Emergent local integrals of motion without a complete set of localized eigenstates

TL;DR

This paper demonstrates that emergent local integrability can exist even without a complete set of localized eigenstates, relying only on a non-zero fraction of such states, with implications for various quantum systems.

Contribution

It shows that a non-zero fraction of localized eigenstates suffices for emergent local integrability, even if the full spectrum isn't localized.

Findings

Constructed extensive local integrals of motion from partial localized eigenstates.

Local integrals of motion have a global dressing vanishing as the fraction of localized states approaches zero.

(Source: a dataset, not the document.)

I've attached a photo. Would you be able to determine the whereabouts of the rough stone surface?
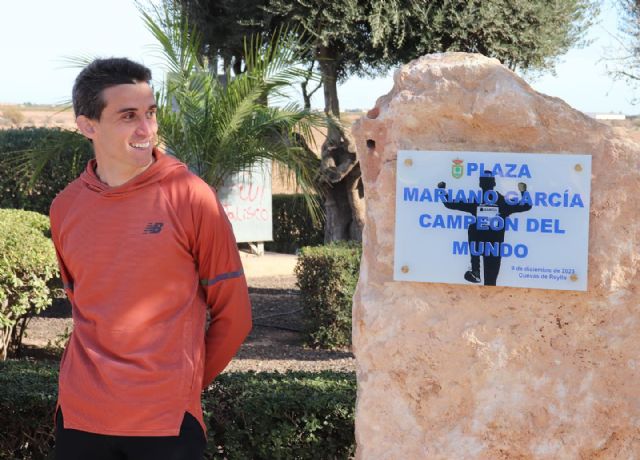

Implications for systems with delocalized states and robustness of quantum integrability.

Abstract

Systems where all energy eigenstates are localized are known to display an emergent local integrability, in the sense that one can construct an extensive number of operators that commute with the Hamiltonian and are localized in real space. Here we show that emergent local integrability does not require a complete set of localized eigenstates. Given a set of localized eigenstates comprising a nonzero fraction $(1-f)$ of the full many body spectrum, one can construct an extensive number of integrals of motion which are local in the sense that they have {\it nonzero weight} in a compact region of real space, in the thermodynamic limit. However, these modified integrals of motion have a `global dressing' whose weight vanishes as $\sim f$ as $f \rightarrow 0$. In this sense, the existence of a {\it non-zero fraction} of localized eigenstates is sufficient for emergent local integrability. We discuss the implications of our findings for systems where the spectrum contains delocalized states, for systems with projected Hilbert spaces, and for the robustness of quantum integrability.